Winston could hear the overlapping small talk coming from the conference room next door. “My father in there?” he asked Ms. Dunleavy.

“Yes, he is. Are you going to stay for the reading?”

“Hell no — my father’s poems is worser than shit you used to make us read. You all be falling for that Black Panther Up-with-People bullshit too.”

“Your father is an inspiration to thousands of people involved in the struggle.”

“All I know is when that nigger starts reading, I be struggling to stay awake. First thing he does, every time, is put his watch on the podium, all serious-like. As if what he has to say is so important. Like the Revolution might start at any moment, so there’s no time to waste. Then Pops proceeds to ignore the watch and read for three hours. Whitey could put us all back in slavery and the nigger would still be reading.”

“Winston, you need to come back to school — it’s never too late.”

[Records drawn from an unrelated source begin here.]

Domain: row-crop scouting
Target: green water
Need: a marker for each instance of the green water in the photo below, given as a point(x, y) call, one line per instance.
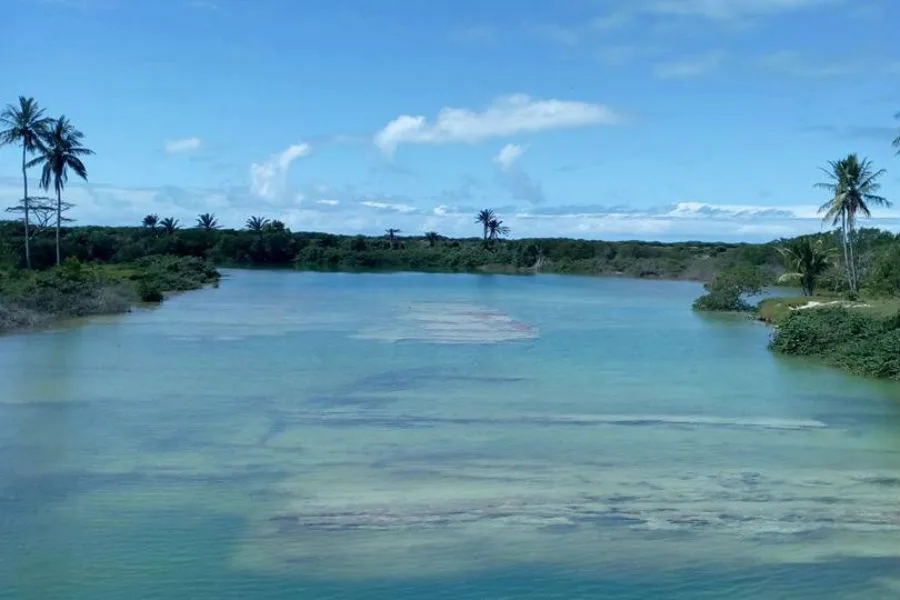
point(428, 436)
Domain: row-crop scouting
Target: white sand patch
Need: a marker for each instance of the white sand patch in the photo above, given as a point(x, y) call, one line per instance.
point(447, 323)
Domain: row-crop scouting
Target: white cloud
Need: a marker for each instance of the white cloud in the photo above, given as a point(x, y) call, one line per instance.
point(729, 9)
point(690, 67)
point(183, 145)
point(507, 115)
point(269, 179)
point(508, 155)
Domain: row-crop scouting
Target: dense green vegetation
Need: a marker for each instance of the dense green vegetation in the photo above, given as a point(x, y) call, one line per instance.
point(849, 338)
point(31, 298)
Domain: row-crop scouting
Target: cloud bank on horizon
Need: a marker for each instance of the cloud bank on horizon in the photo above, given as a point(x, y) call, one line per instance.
point(653, 119)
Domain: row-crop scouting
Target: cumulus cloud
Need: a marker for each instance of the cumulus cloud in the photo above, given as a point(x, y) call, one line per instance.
point(690, 67)
point(183, 145)
point(507, 115)
point(508, 156)
point(269, 179)
point(519, 185)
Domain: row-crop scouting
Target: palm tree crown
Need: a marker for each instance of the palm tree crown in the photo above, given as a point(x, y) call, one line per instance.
point(806, 259)
point(257, 223)
point(207, 222)
point(169, 224)
point(61, 149)
point(853, 184)
point(24, 125)
point(496, 229)
point(485, 217)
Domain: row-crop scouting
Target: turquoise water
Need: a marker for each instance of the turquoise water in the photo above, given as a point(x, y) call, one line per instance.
point(428, 436)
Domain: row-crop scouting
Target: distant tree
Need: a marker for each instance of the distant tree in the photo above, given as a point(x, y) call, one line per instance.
point(496, 229)
point(806, 260)
point(257, 224)
point(151, 222)
point(853, 184)
point(61, 149)
point(276, 225)
point(25, 125)
point(391, 233)
point(207, 222)
point(169, 225)
point(485, 217)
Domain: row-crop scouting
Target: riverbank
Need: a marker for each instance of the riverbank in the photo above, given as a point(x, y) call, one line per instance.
point(862, 337)
point(33, 299)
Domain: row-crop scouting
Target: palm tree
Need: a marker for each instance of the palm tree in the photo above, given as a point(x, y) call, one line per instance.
point(151, 221)
point(24, 124)
point(257, 224)
point(853, 184)
point(896, 142)
point(485, 217)
point(207, 222)
point(60, 150)
point(169, 225)
point(432, 238)
point(496, 229)
point(806, 259)
point(390, 234)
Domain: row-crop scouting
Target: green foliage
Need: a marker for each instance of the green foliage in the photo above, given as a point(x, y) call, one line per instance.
point(849, 338)
point(31, 298)
point(729, 290)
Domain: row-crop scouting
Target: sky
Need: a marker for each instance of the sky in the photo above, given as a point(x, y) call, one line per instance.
point(609, 119)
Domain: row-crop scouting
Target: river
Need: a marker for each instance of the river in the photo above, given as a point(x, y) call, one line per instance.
point(296, 435)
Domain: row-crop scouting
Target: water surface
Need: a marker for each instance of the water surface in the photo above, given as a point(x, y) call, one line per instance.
point(429, 436)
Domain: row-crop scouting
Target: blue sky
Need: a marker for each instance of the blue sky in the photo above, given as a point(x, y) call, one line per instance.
point(648, 119)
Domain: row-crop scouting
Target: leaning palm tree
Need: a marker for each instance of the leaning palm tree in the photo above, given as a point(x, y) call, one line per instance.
point(257, 224)
point(24, 125)
point(485, 217)
point(432, 238)
point(169, 225)
point(853, 185)
point(207, 222)
point(61, 149)
point(496, 229)
point(806, 260)
point(391, 233)
point(151, 222)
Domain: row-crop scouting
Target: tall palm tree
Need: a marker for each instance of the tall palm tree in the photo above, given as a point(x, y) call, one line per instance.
point(391, 233)
point(806, 260)
point(496, 229)
point(61, 149)
point(432, 238)
point(207, 222)
point(484, 217)
point(896, 142)
point(257, 224)
point(24, 125)
point(151, 222)
point(853, 185)
point(169, 225)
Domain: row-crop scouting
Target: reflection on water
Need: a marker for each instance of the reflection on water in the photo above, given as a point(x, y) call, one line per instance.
point(295, 435)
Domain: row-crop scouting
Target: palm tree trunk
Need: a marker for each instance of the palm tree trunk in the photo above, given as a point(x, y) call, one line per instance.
point(853, 269)
point(26, 204)
point(58, 222)
point(844, 247)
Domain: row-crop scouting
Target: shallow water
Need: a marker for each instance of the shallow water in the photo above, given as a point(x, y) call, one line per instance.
point(426, 436)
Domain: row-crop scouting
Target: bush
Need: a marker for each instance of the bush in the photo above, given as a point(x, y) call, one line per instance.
point(848, 338)
point(729, 289)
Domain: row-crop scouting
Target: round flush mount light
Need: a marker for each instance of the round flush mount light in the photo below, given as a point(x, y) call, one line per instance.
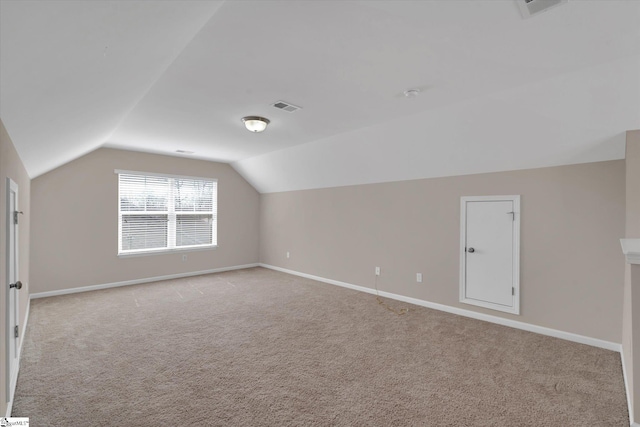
point(411, 93)
point(255, 123)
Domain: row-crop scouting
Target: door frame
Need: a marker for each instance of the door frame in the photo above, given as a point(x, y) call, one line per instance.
point(515, 248)
point(11, 369)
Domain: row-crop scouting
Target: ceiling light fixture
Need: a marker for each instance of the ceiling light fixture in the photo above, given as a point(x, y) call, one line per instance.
point(255, 123)
point(411, 93)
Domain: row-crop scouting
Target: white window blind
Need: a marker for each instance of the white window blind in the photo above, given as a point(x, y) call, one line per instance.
point(157, 212)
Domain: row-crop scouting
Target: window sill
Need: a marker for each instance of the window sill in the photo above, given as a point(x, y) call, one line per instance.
point(167, 251)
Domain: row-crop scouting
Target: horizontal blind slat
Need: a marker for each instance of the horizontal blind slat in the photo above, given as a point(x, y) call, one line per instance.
point(151, 207)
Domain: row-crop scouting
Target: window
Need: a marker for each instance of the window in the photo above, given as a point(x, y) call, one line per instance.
point(159, 213)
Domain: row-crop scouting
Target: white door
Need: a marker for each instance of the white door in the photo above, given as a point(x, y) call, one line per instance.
point(13, 287)
point(490, 234)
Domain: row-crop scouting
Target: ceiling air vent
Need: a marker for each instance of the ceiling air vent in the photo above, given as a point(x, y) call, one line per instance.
point(286, 106)
point(530, 8)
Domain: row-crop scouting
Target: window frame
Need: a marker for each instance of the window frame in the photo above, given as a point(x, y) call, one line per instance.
point(172, 215)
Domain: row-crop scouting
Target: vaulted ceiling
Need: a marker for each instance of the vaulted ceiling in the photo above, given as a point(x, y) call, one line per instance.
point(497, 91)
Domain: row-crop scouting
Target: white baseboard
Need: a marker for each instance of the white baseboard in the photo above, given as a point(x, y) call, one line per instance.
point(462, 312)
point(20, 347)
point(137, 281)
point(626, 388)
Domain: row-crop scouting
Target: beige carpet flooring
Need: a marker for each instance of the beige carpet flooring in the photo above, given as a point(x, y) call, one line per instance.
point(260, 348)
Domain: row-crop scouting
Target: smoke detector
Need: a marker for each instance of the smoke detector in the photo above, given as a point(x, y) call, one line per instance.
point(529, 8)
point(286, 106)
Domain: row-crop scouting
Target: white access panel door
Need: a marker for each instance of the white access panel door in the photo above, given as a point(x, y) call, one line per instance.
point(11, 290)
point(489, 275)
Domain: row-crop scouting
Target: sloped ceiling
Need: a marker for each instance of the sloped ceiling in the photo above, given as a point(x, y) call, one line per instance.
point(498, 92)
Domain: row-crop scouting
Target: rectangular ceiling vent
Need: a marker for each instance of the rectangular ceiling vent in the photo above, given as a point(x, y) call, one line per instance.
point(286, 106)
point(530, 8)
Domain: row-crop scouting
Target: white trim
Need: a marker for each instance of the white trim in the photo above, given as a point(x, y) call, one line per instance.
point(631, 250)
point(137, 281)
point(148, 252)
point(626, 388)
point(607, 345)
point(515, 245)
point(20, 347)
point(164, 175)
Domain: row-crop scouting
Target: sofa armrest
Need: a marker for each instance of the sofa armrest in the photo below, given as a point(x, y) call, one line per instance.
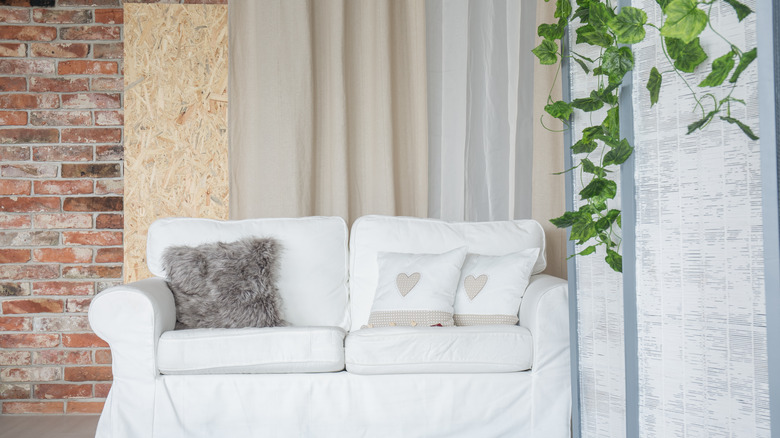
point(131, 319)
point(545, 312)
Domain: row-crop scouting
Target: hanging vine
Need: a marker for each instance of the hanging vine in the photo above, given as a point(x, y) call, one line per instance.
point(601, 25)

“But it’s always too hard.”

Winston lifted Jordy from the stroller, then walked into the conference room, wedging himself in the nearest corner. His entrance went unnoticed by everyone except Fariq, who silently acknowledged his friend with a raised eyebrow and an almost imperceptible lifting of his chin. Winston’s “peoples” sat around an oak table like off-Broadway dramaturges planning the last act of his life. Inez sat at the end of the table nearest him. On her right were Yolanda, Fariq, and Spencer. To her left a hedgerow of fluffy salt-and-pepper Afros crowning the heads of Winston’s father and his Panther cronies, Gusto, Dawoud, Sugarshack, and Duke, each with a steel Afro pick tucked over one ear. At the foot of the table, in front of an empty chair, sat a speakerphone.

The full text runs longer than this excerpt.